Credit: Ambitious Studio - Rick Barrett via Unsplash
The Department of Justice (DOJ) in the US wants Google to sell two of its advertising products, AdX, an ad exchange, and DoubleClick for publishers.
The thrust of the argument is that this will help dislodge the giant digital platform’s dominance and restore some order of competition to the advertising market.
“This comprehensive set of remedies — including divestiture of Google’s unlawfully obtained monopolies and the products that were the principal instruments of Google’s illegal scheme — is necessary to terminate Google’s monopolies, deny Google the fruits of its violations, reintroduce competition into the ad exchange and publisher ad server markets, and guard against reoccurrence in the future,” the filing by the Department of Justice said.
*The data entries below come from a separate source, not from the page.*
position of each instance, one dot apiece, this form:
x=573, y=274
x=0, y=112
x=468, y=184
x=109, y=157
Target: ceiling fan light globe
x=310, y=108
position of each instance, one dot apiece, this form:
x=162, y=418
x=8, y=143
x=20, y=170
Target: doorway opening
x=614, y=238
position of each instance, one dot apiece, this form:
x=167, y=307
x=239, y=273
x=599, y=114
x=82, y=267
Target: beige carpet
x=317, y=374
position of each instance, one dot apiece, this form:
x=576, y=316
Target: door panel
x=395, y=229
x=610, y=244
A court last month ruled Google deprived “rivals of the ability to compete” running a monopoly in search services and search text ads.
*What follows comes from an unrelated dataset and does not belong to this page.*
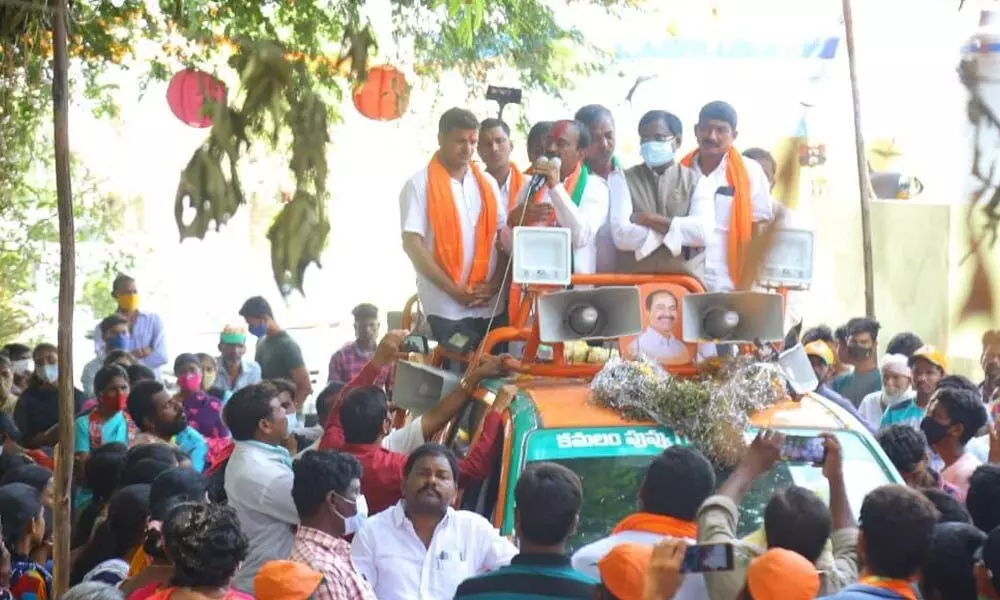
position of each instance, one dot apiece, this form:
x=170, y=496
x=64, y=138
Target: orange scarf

Google had engaged in a “decade-long campaign of exclusionary conduct” to “acquire,” “protect” and “entrench” monopoly power in two markets that are critical to digital advertising.
A hearing for the latest divestment proposal will be heard in September.
Google argued the divestment would hurt publishers and advertisers.
“The DOJ conceded Google’s proposed ad tech remedy fully addresses the court’s decision on liability,” said VP of regulatory affairs, Lee-Anne Mulholland.
“The DOJ’s additional proposals to force a divestiture of our ad tech tools go well beyond the court’s findings, have no basis in law, and would harm publishers and advertisers.”